When should I use CUDA's built-in warpSize, as

2019-09-20 16:44发布

问题:

nvcc device code has access to a built-in value, warpSize, which is set to the warp size of the device executing the kernel (i.e. 32 for the foreseeable future). Usually you can't tell it apart from a constant - but if you try to declare an array of length warpSize you get a complaint about it being non-const... (with CUDA 7.5)

So, at least for that purpose you are motivated to have something like (edit):

enum : unsigned int { warp_size  = 32 };

somewhere in your headers. But now - which should I prefer, and when? : warpSize, or warp_size?

Edit: warpSize is apparently a compile-time constant in PTX. Still, the question stands.

回答1:

Contrary to talonmies's answer I find warp_size constant perfectly acceptable. The only reason to use warpSize is to make the code forward-compatibly with a possible future hardware that may have warps of different size. However, when such hardware arrives, the kernel code will most likely require other alterations as well in order to remain efficient. CUDA is not a hardware-agnostic language - on the contrary, it is still quite a low-level programming language. Production code uses various intrinsic functions that come and go over time (e.g. __umul24).

The day we get a different warp size (e.g. 64) many things will change:

  • The warpSize will have to be adjusted obviously
  • Many warp-level intrinsic will need their signature adjusted, or a new version produced, e.g. int __ballot, and while int does not need to be 32-bit, it is most commonly so!
  • Iterative operations, such as warp-level reductions, will need their number of iterations adjusted. I have never seen anyone writing:

    for (int i = 0; i < log2(warpSize); ++i) ...
    

    that would be overly complex in something that is usually a time-critical piece of code.
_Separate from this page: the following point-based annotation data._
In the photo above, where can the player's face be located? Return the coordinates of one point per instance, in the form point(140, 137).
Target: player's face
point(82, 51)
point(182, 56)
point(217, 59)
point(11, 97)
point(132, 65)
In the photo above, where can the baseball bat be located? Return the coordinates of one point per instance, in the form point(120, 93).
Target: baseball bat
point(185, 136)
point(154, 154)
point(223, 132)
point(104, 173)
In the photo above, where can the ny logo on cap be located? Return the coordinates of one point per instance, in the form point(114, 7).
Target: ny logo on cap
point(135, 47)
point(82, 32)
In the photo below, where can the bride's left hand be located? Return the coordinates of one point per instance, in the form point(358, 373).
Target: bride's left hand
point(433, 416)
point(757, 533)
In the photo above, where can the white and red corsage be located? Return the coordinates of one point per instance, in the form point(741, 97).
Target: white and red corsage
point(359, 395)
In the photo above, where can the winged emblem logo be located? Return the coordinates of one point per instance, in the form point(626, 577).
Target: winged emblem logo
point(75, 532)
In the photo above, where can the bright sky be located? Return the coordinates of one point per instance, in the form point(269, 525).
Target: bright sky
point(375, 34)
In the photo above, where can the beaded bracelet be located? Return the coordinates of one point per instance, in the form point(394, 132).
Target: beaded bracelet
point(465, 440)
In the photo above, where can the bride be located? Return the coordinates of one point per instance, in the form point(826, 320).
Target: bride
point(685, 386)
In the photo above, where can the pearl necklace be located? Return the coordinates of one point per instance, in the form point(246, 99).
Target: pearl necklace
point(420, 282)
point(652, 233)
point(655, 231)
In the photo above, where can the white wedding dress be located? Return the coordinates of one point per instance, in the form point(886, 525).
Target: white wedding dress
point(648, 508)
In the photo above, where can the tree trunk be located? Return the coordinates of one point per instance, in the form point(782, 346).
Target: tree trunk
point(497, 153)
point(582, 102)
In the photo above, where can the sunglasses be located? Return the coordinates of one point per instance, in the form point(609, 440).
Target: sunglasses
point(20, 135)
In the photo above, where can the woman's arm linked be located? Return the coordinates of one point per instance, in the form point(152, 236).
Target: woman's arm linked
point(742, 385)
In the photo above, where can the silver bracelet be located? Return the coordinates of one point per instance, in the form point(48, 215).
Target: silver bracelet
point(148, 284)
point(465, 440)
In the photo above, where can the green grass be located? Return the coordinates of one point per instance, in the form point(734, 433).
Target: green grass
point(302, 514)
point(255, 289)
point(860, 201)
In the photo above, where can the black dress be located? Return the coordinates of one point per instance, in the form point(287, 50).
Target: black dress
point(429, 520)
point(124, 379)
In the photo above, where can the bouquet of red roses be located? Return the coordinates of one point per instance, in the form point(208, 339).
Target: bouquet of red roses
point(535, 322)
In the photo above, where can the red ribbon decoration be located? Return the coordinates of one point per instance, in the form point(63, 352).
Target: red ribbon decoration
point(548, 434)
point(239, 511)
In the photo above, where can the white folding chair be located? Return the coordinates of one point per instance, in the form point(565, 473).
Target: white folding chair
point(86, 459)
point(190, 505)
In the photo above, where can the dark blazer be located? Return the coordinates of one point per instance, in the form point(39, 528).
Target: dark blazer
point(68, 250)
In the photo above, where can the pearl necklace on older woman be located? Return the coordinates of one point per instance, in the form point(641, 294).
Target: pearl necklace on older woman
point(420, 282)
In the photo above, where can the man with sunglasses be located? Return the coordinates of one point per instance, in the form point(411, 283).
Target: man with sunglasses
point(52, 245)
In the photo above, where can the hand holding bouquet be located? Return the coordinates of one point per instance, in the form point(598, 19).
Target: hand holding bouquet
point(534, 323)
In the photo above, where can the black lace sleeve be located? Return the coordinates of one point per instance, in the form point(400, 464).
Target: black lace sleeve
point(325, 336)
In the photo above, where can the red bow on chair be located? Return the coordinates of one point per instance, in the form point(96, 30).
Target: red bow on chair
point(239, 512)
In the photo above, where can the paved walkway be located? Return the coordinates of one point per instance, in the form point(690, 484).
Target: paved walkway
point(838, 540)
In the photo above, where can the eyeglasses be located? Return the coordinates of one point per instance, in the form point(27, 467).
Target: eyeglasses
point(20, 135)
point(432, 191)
  • warpIdx and laneIdx computation out of threadIdx would need to be adjusted. Currently, the most typical code I see for it is:

    warpIdx = threadIdx.x/32;
    laneIdx = threadIdx.x%32;
    

    which reduces to simple right-shift and mask operations. However, if you replace 32 with warpSize this suddenly becomes a quite expensive operation!

At the same time, using warpSize in the code prevents optimization, since formally it is not a compile-time known constant. Also, if the amount of shared memory depends on the warpSize this forces you to use the dynamically allocated shmem (as per talonmies's answer). However, the syntax for that is inconvenient to use, especially when you have several arrays -- this forces you to do pointer arithmetic yourself and manually compute the sum of all memory usage.

Using templates for that warp_size is a partial solution, but adds a layer of syntactic complexity needed at every function call:

deviceFunction<warp_size>(params)

This obfuscates the code. The more boilerplate, the harder the code is to read and maintain.


My suggestion would be to have a single header that control all the model-specific constants, e.g.

#if __CUDA_ARCH__ <= 600
//all devices of compute capability <= 6.0
static const int warp_size = 32; 
#endif

Now the rest of your CUDA code can use it without any syntactic overhead. The day you decide to add support for newer architecture, you just need to alter this one piece of code.



回答2:

Let's get a couple of points straight. The warp size isn't a compile time constant and shouldn't be treated as one. It is an architecture specific runtime immediate constant (and its value just happens to be 32 for all architectures to date). Once upon a time, the old Open64 compiler did emit a constant into PTX, however that changed at least 6 years ago if my memory doesn't fail me.

The value is available:

  1. In CUDA C via warpSize, where is is not a compile time constant (the PTX WARP_SZ variable is emitted by the compiler in such cases).
  2. In PTX assembler via WARP_SZ, where it is a runtime immediate constant
  3. From the runtime API as a device property

Don't declare you own constant for the warp size, that is just asking for trouble. The normal use case for an in-kernel array dimensioned to be some multiple of the warp size would be to use dynamically allocated shared memory. You can read the warp size from the host API at runtime to get it. If you have a statically declared in-kernel you need to dimension from the warp size, use templates and select the correct instance at runtime. The latter might seem like unnecessary theatre, but it is the right thing to do for a use case that almost never arises in practice. The choice is yours.